Don't expect the newspapers to do it all. Look out for the show window and the cases and counters. When you advertise something of special interest in the papers, fill the window with it and have it prominently displayed in the store. Have some neat tickets painted and hung up above or near the goods.

Be sure all the clerks know what is going on, If I were running a store,I would make it the first rule that every clerk should read every advertisement every day. I would have them understand just what I was trying to do with each advertisement —just what the goods were and where they came from and how they happened to be so cheap, or so good, or both.

The newspaper is sometimes blamed for the ill sucess of an advertisement, when the real fault is right in the store.

Don't ever expect spasmodic advertising to pay. Don't ever let an issue of a paper you are using appear without your advertisement.

The day you leave the ad out will probably be the very day on which somebody will look for it, and, not finding it, go to a competitor. The last of a series is the one that sells the goods. A man may see your ad thirty days in July and not buy till the thirty-first ad wields conviction into his mind.
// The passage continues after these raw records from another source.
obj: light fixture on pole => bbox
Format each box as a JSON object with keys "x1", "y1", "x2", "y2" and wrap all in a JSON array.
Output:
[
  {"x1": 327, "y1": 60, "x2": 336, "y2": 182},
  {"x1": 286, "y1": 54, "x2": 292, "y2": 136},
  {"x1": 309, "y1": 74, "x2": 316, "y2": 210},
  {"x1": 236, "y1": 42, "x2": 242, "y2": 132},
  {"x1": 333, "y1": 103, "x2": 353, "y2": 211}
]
It's the last stroke that makes a horseshoe—all the others were merely preparatory. The shoe was not a shoe till the last blow fell. If that had not been given it would only be a semblance of a shoe—merely a bent piece of iron.

A sale is secured by the last word that is spoken—by the last ad that is read. If it remained unspoken, or unread, the sale would often fail entirely.

Advertising is the insurance of business, but you most keep up the premiums or the policy will lapse.